Understanding the naïve Bayes algorithm with its implementation in C# - Part 4
In this article, we put the naive Bayes algorithm into practice by defining the relevant features that we will retain.
In the preceding article, we observed that the features utilized during the training phase were entirely the responsibility of developers or data scientists. Therefore, it is now time to explore what these features might entail.
We won't be particularly innovative in this regard, as others have already addressed this problem. Our proposal is to utilize the various biletters, triletters, and 4-letters present in the training set.

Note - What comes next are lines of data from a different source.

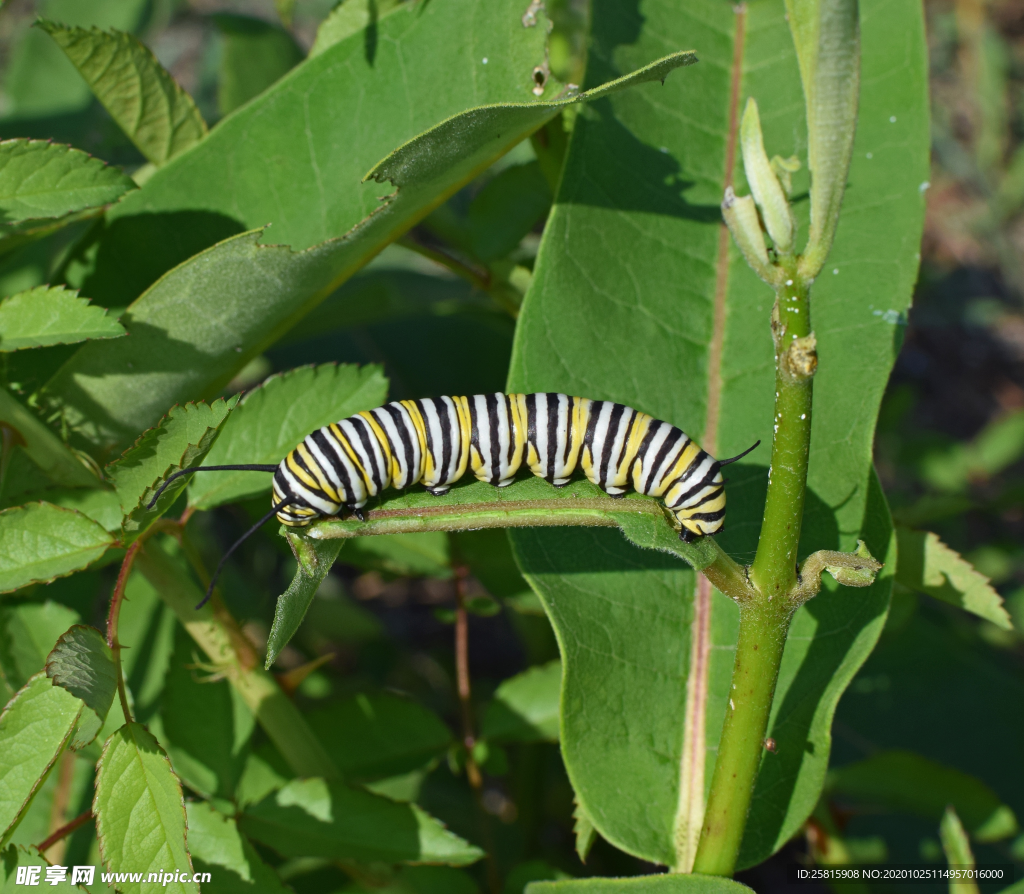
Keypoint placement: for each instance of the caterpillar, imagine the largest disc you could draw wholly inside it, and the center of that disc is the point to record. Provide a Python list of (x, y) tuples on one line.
[(434, 441)]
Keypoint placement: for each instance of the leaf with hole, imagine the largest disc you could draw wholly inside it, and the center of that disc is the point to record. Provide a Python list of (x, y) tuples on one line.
[(41, 542), (35, 728), (647, 169), (140, 814), (313, 818), (44, 316), (142, 97), (180, 440)]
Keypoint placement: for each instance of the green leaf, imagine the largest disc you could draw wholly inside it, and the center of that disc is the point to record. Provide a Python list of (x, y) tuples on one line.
[(647, 170), (141, 96), (524, 708), (217, 848), (28, 632), (907, 782), (180, 440), (373, 736), (44, 448), (310, 817), (13, 857), (43, 179), (140, 816), (314, 560), (927, 564), (411, 554), (272, 418), (255, 54), (206, 723), (673, 884), (40, 543), (82, 663), (348, 18), (35, 728), (45, 316)]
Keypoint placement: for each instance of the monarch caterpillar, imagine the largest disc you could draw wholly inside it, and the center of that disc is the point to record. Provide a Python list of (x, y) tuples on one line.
[(434, 441)]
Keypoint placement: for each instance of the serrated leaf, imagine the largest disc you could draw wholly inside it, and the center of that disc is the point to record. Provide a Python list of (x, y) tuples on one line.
[(43, 179), (35, 728), (82, 663), (699, 355), (373, 736), (206, 723), (671, 884), (310, 817), (140, 815), (218, 848), (927, 564), (44, 315), (907, 782), (180, 440), (524, 708), (272, 418), (40, 542), (142, 97), (314, 560), (28, 632), (15, 856)]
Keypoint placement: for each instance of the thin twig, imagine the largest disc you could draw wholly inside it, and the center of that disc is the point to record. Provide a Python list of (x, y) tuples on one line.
[(112, 622), (466, 705), (65, 831)]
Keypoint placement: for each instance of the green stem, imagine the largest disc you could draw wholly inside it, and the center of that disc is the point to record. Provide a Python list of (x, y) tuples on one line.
[(774, 568), (217, 634), (763, 628)]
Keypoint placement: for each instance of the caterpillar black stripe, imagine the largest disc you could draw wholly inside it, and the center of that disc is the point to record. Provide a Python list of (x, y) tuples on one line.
[(434, 441)]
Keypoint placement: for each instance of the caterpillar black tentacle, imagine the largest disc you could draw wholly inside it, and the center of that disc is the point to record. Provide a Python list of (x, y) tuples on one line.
[(434, 441)]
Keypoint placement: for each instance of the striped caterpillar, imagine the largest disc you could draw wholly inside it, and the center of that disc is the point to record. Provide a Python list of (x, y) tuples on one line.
[(434, 441)]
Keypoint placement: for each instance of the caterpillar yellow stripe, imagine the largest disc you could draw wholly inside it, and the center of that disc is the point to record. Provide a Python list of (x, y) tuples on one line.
[(434, 441)]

What are biletters, triletters and ... ?
The terms "biletters" and "triletters" might sound complex, but they are, in fact, sophisticated words denoting simple concepts. A biletter for example is a pair of consecutive letters in a sequence of text. It represents a two-letter combination, providing insight into the relationships and context between adjacent letters. For example, in the sentence "The quick brown fox" the biletters would be "th" "he", "e ", " q", "qu" and so forth.
Triletters, similarly, are a set of three consecutive letters in a sequence of text.
Hence, our features will encompass the counts of biletters, triletters, and similar constructs in the training set. As evident, this approach can yield numerous features, given the 26 letters in the Latin alphabet, along with numbers.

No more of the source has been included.